Embevecia-se com seus arroubos. Aplaudia, ovacionava. Era Lula, apresentando-se
no encerramento de um evento do PT, em Fortaleza –um dos 13 seminários que o
partido fará em diferentes capitais para festejar seu aniversário de 33 anos,
dez dos quais no poder federal.
“Aconteça o que
acontecer, nós temos candidata a presidenta da República. E vamos eleger a
Dilma em 2014”, disse Lula em sua penúltima frase. Tudo no discurso evocava a
disputa eleitoral, antecipada em um ano e oito meses. A depender da vontade do
sábio da tribo, será uma repetição das últimas três sucessões presidenciais.
O PT de um lado, o
PSDB do outro, eis o que deseja Lula. É preciso comparar, ele enfatizou.
Impregnada de ironia, a sentença final de sua fala elevou às alturas o frisson
que se respirava no auditório apinhado de militantes: “Olha, fazer o que nós
fizemos, precisa muito bico. Não basta ser grande e colorido, tem que ser
pontudo. Como a ponta da estrela desse partido.”
O blog assistiu ao
seminário do PT ao vivo, graças à transmissão provida pelo partido na internet.
Lula falou por mais de uma hora. Além de repisar sua preferência por Dilma e
sua gana pelos tucanos, o cabo-eleitoral do PT esboçou as linhas gerais da plataforma
de campanha do PT. Baseia-se em três pilares: comparação, comparação e
comparação.
Na semana passada,
falando num seminário organizado pelo PSDB mineiro, Fernando Henrique Cardoso
dissera: “O PT tinha duas metas. O socialismo e a ética. Sobre o socialismo
nunca mais falaram. Sobre a ética, meu Deus, não precisamos nem falar.” Sem
mencionar FHC, Lula respondeu:
“Tem um tema que eles
acham que é proibido: a questão da corrupção. Pois bem. Eu duvido, e peço pra
vocês estudarem, que tenha na história desse país um presidente que tenha
criado tanto instrumento de combate à corrupção quanto eu criei em oito anos.
Duvido.”
Sem usar a expressão
“mensalão”, um neologismo que o PT amaldiçoa, Lula falou do escândalo que
sacudiu seu primeiro reinado como nunca antes desde a condenação da cúpula do
ex-PT no julgamento do STF. Quem ouviu ficou com a impressão de que Lula
aproveitou os meses de silêncio sobre o caso para desenvolver um antídoto para
o veneno que os adversários destilarão na campanha.
“Companheiros, nós
temos que saber o seguinte: nós somos seres humanos, alguns de nós podem
cometer erros, é verdade. E quando cometer tem que ser julgado, como todo mundo
tem que ser julgado. Errou tem que ser punido. Mas nós não vamos permitir que
ninguém jogue em cima de nós a pecha que eles carregaram a vida inteira do
jeito de fazer política.”
Lula expia o
descalabro ético do seu governo pela metade. Ainda apelida de “erros” os crimes
que o Supremo esquadrinhou. Mas já não questiona a legitimidade do julgamento.

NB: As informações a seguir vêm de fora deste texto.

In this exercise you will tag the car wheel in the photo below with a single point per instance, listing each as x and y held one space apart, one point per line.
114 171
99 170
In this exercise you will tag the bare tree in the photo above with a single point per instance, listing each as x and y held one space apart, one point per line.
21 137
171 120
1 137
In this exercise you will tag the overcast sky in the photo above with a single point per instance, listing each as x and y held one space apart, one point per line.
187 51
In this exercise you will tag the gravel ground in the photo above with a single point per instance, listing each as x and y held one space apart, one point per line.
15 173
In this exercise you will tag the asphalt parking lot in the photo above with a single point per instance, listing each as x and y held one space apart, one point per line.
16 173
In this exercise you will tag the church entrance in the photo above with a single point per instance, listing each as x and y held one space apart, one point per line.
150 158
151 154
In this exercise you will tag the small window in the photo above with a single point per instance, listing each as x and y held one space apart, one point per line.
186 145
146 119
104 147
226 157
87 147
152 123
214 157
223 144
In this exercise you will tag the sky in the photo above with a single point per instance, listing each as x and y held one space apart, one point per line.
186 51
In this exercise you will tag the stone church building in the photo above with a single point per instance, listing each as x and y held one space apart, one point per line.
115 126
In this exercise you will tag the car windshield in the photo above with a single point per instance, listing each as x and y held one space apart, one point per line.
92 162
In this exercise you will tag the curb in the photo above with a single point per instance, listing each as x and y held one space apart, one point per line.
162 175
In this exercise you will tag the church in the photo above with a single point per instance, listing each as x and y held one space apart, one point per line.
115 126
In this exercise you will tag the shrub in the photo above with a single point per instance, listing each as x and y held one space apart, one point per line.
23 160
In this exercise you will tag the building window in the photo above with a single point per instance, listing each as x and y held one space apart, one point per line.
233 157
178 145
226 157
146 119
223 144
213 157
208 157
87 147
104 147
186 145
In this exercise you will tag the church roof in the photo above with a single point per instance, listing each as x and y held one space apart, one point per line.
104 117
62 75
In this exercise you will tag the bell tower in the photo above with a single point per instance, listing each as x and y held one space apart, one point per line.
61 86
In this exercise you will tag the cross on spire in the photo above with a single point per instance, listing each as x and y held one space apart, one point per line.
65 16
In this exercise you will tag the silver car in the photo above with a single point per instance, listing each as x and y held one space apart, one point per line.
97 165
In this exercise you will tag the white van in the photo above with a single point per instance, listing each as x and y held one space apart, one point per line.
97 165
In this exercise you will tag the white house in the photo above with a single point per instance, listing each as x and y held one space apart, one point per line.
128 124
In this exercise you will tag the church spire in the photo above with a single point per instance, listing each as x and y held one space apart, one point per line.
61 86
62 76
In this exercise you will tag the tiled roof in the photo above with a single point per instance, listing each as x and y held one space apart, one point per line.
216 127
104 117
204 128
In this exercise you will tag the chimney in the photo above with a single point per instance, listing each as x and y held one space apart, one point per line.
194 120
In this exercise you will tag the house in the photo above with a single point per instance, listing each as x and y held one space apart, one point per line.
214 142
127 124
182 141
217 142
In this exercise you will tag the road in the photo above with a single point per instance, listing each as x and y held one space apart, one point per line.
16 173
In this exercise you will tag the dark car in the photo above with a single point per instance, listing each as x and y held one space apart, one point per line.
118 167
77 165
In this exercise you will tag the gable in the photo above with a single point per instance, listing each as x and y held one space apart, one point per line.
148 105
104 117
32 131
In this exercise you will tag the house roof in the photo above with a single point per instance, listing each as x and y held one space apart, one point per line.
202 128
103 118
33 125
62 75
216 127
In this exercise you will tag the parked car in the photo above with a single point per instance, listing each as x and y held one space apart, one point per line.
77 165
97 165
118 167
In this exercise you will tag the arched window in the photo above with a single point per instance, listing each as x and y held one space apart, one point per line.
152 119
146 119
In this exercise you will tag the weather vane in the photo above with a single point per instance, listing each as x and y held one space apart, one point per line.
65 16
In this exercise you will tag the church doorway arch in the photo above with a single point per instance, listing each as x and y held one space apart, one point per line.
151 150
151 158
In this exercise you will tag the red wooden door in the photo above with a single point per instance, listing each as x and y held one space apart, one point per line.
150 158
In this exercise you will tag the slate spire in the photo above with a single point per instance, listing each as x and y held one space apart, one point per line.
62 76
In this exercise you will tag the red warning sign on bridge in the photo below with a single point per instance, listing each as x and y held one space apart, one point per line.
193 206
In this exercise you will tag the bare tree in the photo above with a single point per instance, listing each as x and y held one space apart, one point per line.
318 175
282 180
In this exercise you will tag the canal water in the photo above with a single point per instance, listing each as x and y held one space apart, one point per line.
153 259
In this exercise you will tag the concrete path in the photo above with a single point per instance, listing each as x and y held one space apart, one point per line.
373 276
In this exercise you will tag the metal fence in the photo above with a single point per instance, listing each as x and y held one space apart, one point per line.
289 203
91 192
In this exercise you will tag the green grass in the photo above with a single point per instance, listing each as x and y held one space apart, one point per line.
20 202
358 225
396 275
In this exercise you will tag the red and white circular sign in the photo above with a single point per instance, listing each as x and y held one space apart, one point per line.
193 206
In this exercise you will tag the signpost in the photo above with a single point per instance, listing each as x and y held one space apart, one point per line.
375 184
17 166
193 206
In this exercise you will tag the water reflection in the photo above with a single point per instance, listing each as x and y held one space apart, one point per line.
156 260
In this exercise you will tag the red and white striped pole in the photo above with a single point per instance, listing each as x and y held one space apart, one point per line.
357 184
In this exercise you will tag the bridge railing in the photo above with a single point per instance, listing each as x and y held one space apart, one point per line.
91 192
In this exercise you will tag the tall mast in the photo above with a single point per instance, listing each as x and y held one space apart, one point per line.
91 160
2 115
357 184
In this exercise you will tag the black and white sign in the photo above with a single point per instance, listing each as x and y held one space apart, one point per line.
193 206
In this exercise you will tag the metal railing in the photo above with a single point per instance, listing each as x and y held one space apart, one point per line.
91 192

E não contesta mais a inevitabilidade das punições. Sintomaticamente, o
reposicionamento materializou-se no dia em que o presidente do STF, Joaquim
Barbosa, disse a correspondentes estrangeiros que as ordens de prisão dos
condenados do mensalão devem sair antes de julho.
Em vez de dar murro
em ponta de faca, Lula prefere agora jactar-se do Agora, prefere jactar-se dos
“instrumentos” que criou para lidar com a corrupção. Nas entrelinhas, insinua
que fez o que FHC não fizera: “Pode chamar o diretor da Polícia Federal pra
perguntar o que era a PF quando eu cheguei e o que era quando eu saí”, disse.
“Pode chamar o
Ministério Público e perguntar o que eles eram quando eu cheguei e como eles
[os procuradores-gerais da República] eram eleitos. Eu, por princípio de sindicalista,
indiquei todas as vezes o primeiro da fila, sem verificar quem era”,
prosseguiu. “E nunca pedi um favor pra eles, e não peço. Façam o que a sua
consciência quiser, porque quem julga as pessoas não sou eu. Deus vai julgar e
o povo brasileiro vai julgar um dia.” Não disse palavra sobre o STF, que já
julgou.
Lula arrematou:
“Pegue o que fizemos com a Controladoria-Geral da República [da União, na
nomenclatura oficial]”. O órgão fora criado sob FHC. Porém, no dizer de Lula,
“era apenas peça de ficção.”
Em fase de muda, Lula
absteve-se de reiterar o lero-lero segundo o qual o mensalão não passou de
caixa dois de campanha. Mas insinuou que não abandonou a tese. Fez isso ao
defender a reforma política como elixir para “moralizar a política nesse país”.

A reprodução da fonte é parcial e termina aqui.